Quaresma é tempo de ver e rever o martírio, o sangue escorrendo, as chibatadas dos soldados romanos, a cruz pesada nos ombros de Cristo. Em muitos lugares do Brasil grupos diversos, religiosos ou não, encenam o drama da Paixão de Cristo nesta época do ano. Tem quem faça apresentações luxuosas e tem também quem realize encenações bem humildes, sem outros recursos a não ser a boa vontade dos seus participantes. Nova Jerusalém é sem dúvida a encenação mais conhecida, reunindo milhares de espectadores ao longo de sua temporada. O seu crescimento foi tão grande que hoje representa um elemento importante em termos econômicos também. Para além dos aspectos artísticos, o espetáculo movimenta a economia de toda a região e serve de atrativo turístico para o estado de Pernambuco.
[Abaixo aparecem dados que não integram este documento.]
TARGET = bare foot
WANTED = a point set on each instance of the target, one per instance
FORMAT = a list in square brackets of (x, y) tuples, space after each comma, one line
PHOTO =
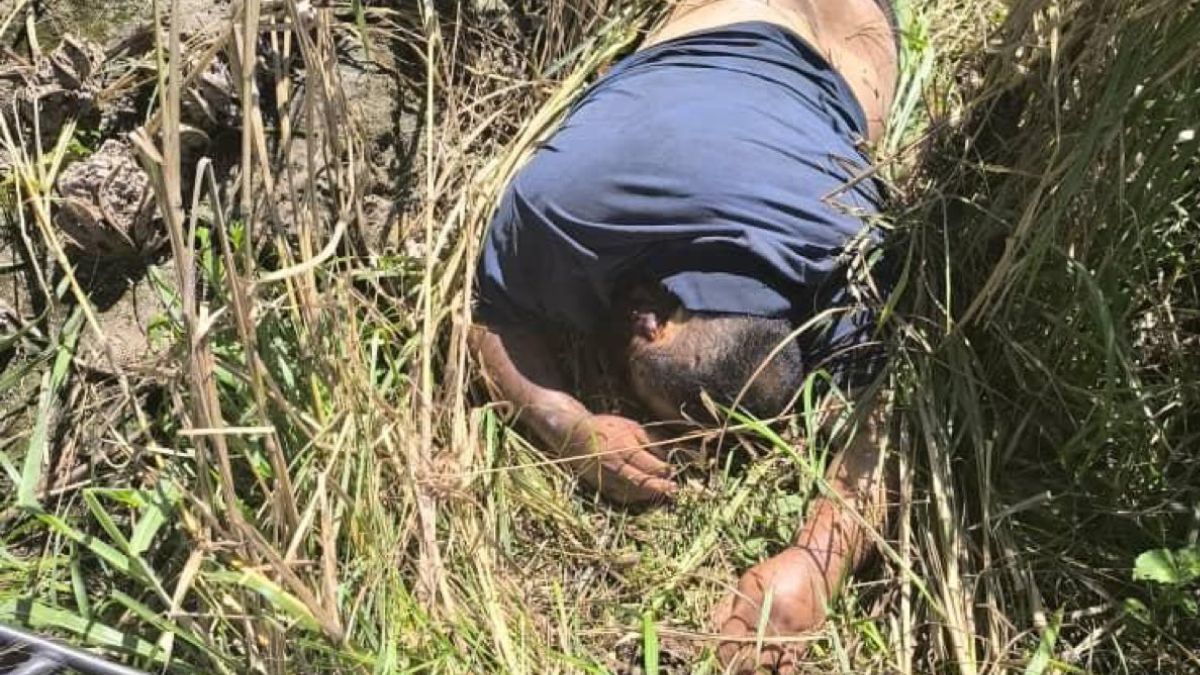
[(799, 584)]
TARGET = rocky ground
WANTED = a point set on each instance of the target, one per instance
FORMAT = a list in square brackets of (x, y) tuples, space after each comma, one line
[(67, 60)]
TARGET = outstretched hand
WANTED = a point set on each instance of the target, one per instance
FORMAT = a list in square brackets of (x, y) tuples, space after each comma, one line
[(613, 457)]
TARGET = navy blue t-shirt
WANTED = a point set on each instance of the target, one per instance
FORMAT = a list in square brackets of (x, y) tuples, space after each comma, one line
[(724, 163)]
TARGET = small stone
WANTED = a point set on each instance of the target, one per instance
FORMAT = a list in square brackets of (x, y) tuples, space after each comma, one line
[(107, 207)]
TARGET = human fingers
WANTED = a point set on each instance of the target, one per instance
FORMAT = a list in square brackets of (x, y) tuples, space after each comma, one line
[(631, 487)]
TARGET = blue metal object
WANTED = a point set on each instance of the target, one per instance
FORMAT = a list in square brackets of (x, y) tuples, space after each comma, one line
[(46, 657)]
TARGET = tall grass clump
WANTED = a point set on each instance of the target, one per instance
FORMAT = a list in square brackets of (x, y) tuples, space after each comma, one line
[(309, 481), (1050, 344)]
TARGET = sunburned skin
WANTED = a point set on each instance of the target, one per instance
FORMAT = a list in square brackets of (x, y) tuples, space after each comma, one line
[(615, 454)]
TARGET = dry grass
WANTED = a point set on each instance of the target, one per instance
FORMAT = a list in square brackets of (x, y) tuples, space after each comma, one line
[(309, 484)]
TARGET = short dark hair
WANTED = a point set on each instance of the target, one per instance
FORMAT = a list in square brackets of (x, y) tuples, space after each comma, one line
[(719, 354)]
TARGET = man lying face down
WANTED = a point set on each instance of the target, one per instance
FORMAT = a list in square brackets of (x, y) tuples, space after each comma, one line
[(703, 199)]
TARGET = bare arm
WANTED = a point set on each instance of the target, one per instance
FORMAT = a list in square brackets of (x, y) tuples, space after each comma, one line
[(611, 449)]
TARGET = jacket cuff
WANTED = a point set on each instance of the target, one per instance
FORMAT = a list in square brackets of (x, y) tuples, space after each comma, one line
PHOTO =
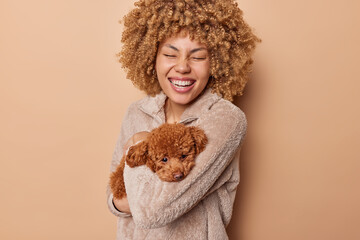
[(114, 210)]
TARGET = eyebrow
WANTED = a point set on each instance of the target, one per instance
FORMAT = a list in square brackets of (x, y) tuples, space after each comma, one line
[(192, 51)]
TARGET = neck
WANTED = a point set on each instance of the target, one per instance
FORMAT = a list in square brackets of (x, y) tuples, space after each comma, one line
[(173, 111)]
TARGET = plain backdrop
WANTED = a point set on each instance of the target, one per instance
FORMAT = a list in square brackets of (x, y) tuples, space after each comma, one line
[(63, 96)]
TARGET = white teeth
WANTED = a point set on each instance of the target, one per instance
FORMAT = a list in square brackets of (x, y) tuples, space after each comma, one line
[(181, 83)]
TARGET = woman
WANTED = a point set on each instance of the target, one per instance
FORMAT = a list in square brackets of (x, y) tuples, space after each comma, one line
[(190, 57)]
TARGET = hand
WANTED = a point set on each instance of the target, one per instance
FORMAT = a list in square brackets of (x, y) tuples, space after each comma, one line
[(122, 205)]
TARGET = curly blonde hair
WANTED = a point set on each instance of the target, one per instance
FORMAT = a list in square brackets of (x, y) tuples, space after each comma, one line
[(216, 23)]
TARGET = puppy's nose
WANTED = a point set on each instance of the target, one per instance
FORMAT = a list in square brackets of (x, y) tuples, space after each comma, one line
[(178, 176)]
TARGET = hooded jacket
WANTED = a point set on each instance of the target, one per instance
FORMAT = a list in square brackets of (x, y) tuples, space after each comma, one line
[(198, 207)]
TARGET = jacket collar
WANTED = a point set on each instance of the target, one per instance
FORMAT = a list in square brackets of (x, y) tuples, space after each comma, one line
[(154, 106)]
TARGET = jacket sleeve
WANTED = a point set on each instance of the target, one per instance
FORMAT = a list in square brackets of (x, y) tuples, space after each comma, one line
[(125, 134), (155, 203)]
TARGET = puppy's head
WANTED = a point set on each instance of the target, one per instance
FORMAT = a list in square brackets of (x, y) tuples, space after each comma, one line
[(172, 149)]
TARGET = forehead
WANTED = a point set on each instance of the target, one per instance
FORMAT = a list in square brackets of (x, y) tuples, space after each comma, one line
[(182, 42)]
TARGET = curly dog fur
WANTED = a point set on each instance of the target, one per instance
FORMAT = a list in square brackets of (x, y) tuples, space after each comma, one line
[(169, 151)]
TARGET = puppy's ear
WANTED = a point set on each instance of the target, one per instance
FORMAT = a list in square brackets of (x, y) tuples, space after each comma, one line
[(137, 154), (199, 138)]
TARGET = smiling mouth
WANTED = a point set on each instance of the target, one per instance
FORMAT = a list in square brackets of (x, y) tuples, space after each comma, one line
[(182, 83)]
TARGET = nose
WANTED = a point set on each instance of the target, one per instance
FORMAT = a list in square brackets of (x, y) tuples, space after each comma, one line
[(182, 66), (178, 176)]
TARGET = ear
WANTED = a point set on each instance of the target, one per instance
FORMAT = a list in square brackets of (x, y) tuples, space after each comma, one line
[(137, 154), (199, 137)]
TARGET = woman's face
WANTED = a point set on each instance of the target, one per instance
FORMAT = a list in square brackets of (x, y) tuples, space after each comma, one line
[(183, 68)]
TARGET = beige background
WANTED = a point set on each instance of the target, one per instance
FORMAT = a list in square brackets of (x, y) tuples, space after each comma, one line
[(63, 95)]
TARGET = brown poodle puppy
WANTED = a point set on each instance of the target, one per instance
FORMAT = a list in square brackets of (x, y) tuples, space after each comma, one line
[(169, 151)]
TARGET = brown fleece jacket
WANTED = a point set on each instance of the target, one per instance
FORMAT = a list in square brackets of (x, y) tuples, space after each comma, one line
[(200, 206)]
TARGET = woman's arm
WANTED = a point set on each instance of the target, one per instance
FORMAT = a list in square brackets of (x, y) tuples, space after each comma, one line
[(155, 203), (120, 208)]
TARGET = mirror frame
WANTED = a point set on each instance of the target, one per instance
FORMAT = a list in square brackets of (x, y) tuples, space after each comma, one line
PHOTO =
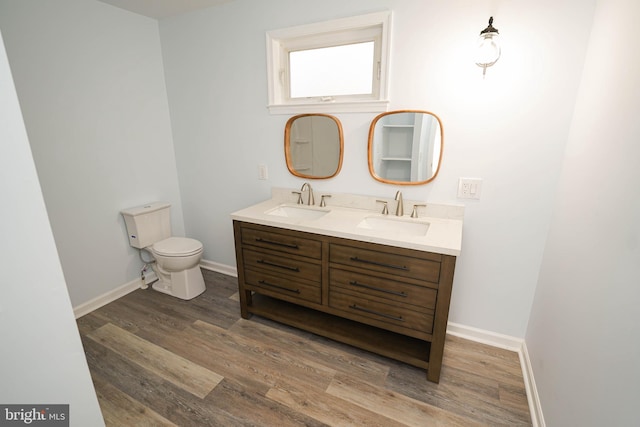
[(287, 146), (370, 148)]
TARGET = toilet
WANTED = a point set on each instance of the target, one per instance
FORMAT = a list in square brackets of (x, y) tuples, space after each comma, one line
[(177, 258)]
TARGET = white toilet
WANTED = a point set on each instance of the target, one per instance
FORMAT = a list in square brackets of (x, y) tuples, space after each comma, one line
[(177, 258)]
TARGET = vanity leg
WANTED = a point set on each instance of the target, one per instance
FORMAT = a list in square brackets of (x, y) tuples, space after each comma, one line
[(245, 300)]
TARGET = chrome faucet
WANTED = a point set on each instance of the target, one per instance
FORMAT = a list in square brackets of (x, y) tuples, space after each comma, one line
[(400, 206), (310, 199)]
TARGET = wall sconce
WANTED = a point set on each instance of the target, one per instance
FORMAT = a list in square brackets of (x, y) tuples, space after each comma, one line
[(488, 49)]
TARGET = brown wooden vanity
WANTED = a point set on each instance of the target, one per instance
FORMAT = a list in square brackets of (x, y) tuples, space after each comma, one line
[(388, 300)]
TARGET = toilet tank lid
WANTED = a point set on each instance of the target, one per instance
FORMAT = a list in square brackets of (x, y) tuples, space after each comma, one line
[(177, 246), (146, 208)]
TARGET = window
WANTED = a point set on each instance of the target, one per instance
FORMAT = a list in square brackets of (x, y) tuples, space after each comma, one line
[(335, 66)]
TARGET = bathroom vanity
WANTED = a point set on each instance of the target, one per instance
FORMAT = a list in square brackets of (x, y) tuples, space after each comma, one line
[(378, 282)]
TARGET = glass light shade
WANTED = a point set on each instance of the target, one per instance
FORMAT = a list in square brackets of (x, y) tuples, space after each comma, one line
[(487, 50)]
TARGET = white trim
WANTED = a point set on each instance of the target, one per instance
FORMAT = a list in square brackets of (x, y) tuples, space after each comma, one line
[(220, 268), (331, 107), (277, 40), (510, 343), (535, 407), (106, 298), (485, 337)]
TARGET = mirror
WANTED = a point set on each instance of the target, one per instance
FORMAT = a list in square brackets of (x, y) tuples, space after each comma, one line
[(313, 145), (405, 147)]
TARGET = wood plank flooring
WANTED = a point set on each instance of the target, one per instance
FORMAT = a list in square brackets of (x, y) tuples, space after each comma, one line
[(156, 360)]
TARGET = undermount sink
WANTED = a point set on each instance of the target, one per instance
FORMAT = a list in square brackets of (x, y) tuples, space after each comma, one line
[(395, 225), (298, 211)]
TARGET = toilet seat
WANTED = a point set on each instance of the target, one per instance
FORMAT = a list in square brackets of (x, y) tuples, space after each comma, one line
[(177, 247)]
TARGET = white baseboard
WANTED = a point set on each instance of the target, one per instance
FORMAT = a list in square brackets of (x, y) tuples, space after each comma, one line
[(485, 337), (220, 268), (106, 298), (537, 418), (507, 342)]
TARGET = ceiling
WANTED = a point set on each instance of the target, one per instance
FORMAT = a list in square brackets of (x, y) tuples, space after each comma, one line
[(159, 9)]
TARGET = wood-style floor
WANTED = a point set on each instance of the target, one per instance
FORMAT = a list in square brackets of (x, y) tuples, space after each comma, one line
[(156, 360)]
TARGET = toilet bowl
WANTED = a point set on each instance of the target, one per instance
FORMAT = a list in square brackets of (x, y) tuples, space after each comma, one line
[(176, 258), (177, 267)]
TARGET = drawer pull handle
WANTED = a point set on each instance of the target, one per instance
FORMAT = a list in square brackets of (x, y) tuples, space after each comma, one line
[(379, 264), (271, 242), (377, 313), (273, 264), (265, 283), (374, 288)]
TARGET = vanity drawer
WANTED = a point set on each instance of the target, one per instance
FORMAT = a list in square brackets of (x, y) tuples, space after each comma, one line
[(284, 288), (366, 285), (380, 314), (276, 263), (397, 265), (265, 237)]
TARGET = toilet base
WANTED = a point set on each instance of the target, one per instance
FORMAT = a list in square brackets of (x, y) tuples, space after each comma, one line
[(185, 284)]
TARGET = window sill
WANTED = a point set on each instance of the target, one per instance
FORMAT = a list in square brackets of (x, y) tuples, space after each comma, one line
[(330, 107)]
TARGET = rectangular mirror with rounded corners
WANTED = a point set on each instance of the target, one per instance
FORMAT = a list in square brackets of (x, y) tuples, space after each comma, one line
[(405, 147), (313, 146)]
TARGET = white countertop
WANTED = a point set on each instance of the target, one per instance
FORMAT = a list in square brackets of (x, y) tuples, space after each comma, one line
[(443, 236)]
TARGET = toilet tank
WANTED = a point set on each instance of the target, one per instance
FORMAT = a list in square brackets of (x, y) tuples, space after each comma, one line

Nos anos 80 fui ver o espetáculo no interior pernambucano. O tempo passou, não sei se mudei para melhor ou para pior, mas o fato é que o tempo muda e a gente muda com ele. Hoje não voltaria a correr feito um doido de um cenário para outro tentando achar o melhor lugar para assistir ao espetáculo. Com todo respeito a quem faz e a quem assiste, não sinto mais nenhuma atração por esse tipo de coisa. Não consigo mais enxergar nem a sua dor nem a sua graça. Tudo me parece tão artificial, tão distante de mim! Não vejo sentido em contemplar este tipo de passado, cenas repetidas de dores que julgo tão atuais. Para ser sincero, prefiro o drama do cotidiano, a paixão de Cristo atualizada dia após dia pelas ruas e becos, invasões e favelas da nossa cidade. Andando por aí à toa, “sem lenço e sem documento” não preciso pagar ingresso para tocar nas chagas de Jesus, para vê-lo carregar cruzes pesadíssimas debaixo das chicotadas do capitalismo. Isto não é teatro, é simplesmente a realidade cruel onde encontramos sem disfarces, no palco escuro e fedorento da vida, o verdadeiro Cristo, ou melhor “os Cristos”.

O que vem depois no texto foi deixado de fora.